Back in 2003, before the EU slashed its prices on our bulk sugar and as Guysuco was embarking on its ‘Demerara Gold” marketing of packaged sugar, I raised the issue of our position on GI’s in Parliament. I was advised it was being handled by the Caribbean Regional Negotiating Machinery (CRNM) headed by Mr Carl Greenidge. They had issued a paper on WTO-regulated GI’s in 2002 but there was no follow-up activity. For instance, since the WTO agreements specified that GI’s must be used in conformity with the law of the country of origin (re-application of the law of the country of origin) they had not advised the Guyana Government to enact the necessary legislation. I pointed out that since the WTO negotiations were ongoing within the Doha timetable, Guyana still had ample time to get its act together so that we may have another arrow in our bow to save the high-cost Demerara Plantations’ sugar.

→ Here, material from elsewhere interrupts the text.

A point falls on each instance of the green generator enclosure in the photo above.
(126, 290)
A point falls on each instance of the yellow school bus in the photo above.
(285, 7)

I noted for some decades, Europe led the way in carving out the right to use a particular name for a product that came from a specific region – and became associated with the name of that region – such as “Bordeaux Wine”. By 1995, it was able to have it incorporated into the WTO Agree-ment on Trade Related Aspects of Intellectual Property Rights (TRIPS) as “Geographical Indications (GIs)” protection. The latter were defined by Article 22(1) as “indications which identify a good as originating in the territory of a Member, or a region or locality in that territory, where a given quality, reputation or other characteristic of the good is essentially attributed to its geographic origin.” Initially utilized only for wines, it was extended to include other foodstuffs: “Florida” for oranges “Idaho” for potatoes “Wash-ington State” for apples etc. So I asked, why not “Demerara Sugar” for brown sugar from Demerara, Guyana?
Booker Tate, (hired in 1990 when the GI issue rose to the fore) was earning huge incentive bonuses based on overall production of our raw sugar and pushed the 1998 Strategic Plan which stressed increased overall total production and only mentioned en passant possible packaging of our sugar as “Demerara Gold”- but only for Caricom and local markets. None of the proposed certifications mentioned GI’s protection.
I was told the government was advised by its lawyers to protect the value of the “Demerara” name through the trademark route. How-ever, a trademark “is a word, symbol, or phrase, used to identify a particular manufacturer or seller’s products and distinguish them from the products of another for example “Coca Cola” and “Pepsi”.” I said that while there is nothing wrong with pursuing this option it does not have to be at the expense of ignoring the GI’s window of opportunity. Creating a brand name takes time and while we can boast about ours being the “real thing”, it will be very expensive and time consuming to move the fake Demerara Sugar off the lucrative supermarket shelves in the developed countries.
In the meantime, I said, we cannot sue anyone unless they call their product “Demerara Gold” –especially if some of our products originate from outside the Demerara plantations. I had not realised Bedessie from Berbice had already done so. The rest, as they say, is history.